Au centre du paysage

Trois heures

Quelque chose se prépare.
Les corps remuent. Des blocs d'ombres
émergent, se mettent à luire."
(J.Ancet)

Ce qui se creuse dans le silence d'un paysage... personne n'en sait rien.

Il est à noter que la nuit et le jour ne sont jamais réunis.
Parfois peut-être à l'aube. Rien à en redire.
Quant à la lune, elle n'a pas d'aube : d'un coup dans le ciel après quelques bousculades avec les étoiles. Mais tout cela ne fait pas de bruit.
Après c'est encore l'ombre. Plus tard c'est encore la lumière.

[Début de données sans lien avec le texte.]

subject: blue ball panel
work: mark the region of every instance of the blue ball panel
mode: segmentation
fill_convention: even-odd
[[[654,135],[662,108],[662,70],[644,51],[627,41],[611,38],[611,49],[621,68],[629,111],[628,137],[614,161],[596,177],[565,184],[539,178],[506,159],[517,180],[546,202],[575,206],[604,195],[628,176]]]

Ce matin donc juste avant l'aube, une voix couvre tout de sa profonde vibration jusqu'au secret ultime de ce qui arrive et se distend. Dans le paysage, la voix décrit ce qui va en son centre, lieu autrement inaccessible, et si sourd : quel paysage, dis ? Quel paysage ?

De ce qui arrive, comme un bruit trop enfoui, n'est ni une suite géométrique, ni un entier de lumière et d'ombre, encore moins une incidence du jour. Il vient d'un fond insolent, étrangement attracteur, d'au-delà ou d'en deçà de ce qui est
silence. Faut-il entendre une histoire d'amour ? Un récit de la nature ? Un jeu d'enfant ?

A quel moment peut-on dire que commence à apparaître le centre d'un paysage ?
Lorsqu'il vient, s'installe face aux falaises, surplombe la mer, pousse des lignes, s'entoure de sons, et pénètre d'un coup les couleurs, l'espace et la lumière avec une telle pression qu'il va jusqu'à leur exténuation. Même si c'est la nuit. Même si un pont cache à demi une ville sous l'ouragan. Même si aucune colonne ne comblera jamais les bois ! Toujours à l'horizon, en attente, une tour.
Alors brusquement un dessin est une machine à souffle. Et peindre devient le monde.

Reste une voix dont la douceur, inaltérable malgré les orages. Peut-être représente-t-elle même ce qui n'a jamais autant désigner le goût de vivre, quand l'origine est le résultat, quand la lumière est enfin sans le miroir, quand tu ouvre le paysage nu face à toi. Rappelle-toi ce tableau "La Tempête" de Giogione (Venise,1530). Tu en deviens le centre.

Quelle est la raison d'un tel paysage ? Autre défi avec ce qui circule dans l'air et entre les arbres.Les rues sont encombrées d'une lumière aveuglante. On entend les passages comme des parages, peut-être pour aller ailleurs. Echapper à la folie ! Qui sait ? Jusqu'à ce qu'enfin, un instant, être soi-même.

La raison d'un paysage n'a rien à voir avec un effondrement ou une surrection. Elle est plus terrible qu'un séisme ou qu'une pensée insistante qui se dresse. Elle est inexorable et surgit dans la nature, sans commune mesure avec la raison commune. La rivière emporte le ciel.

Un paysage, c'est de la nature si concentrée que tout ce qui le touche, le frappe ou l'écrase, se dirige en son centre pour le faire enfin émerger.

C'est dans cet instant que quelque chose se prépare, dit-il. Mais personne n'en sait rien.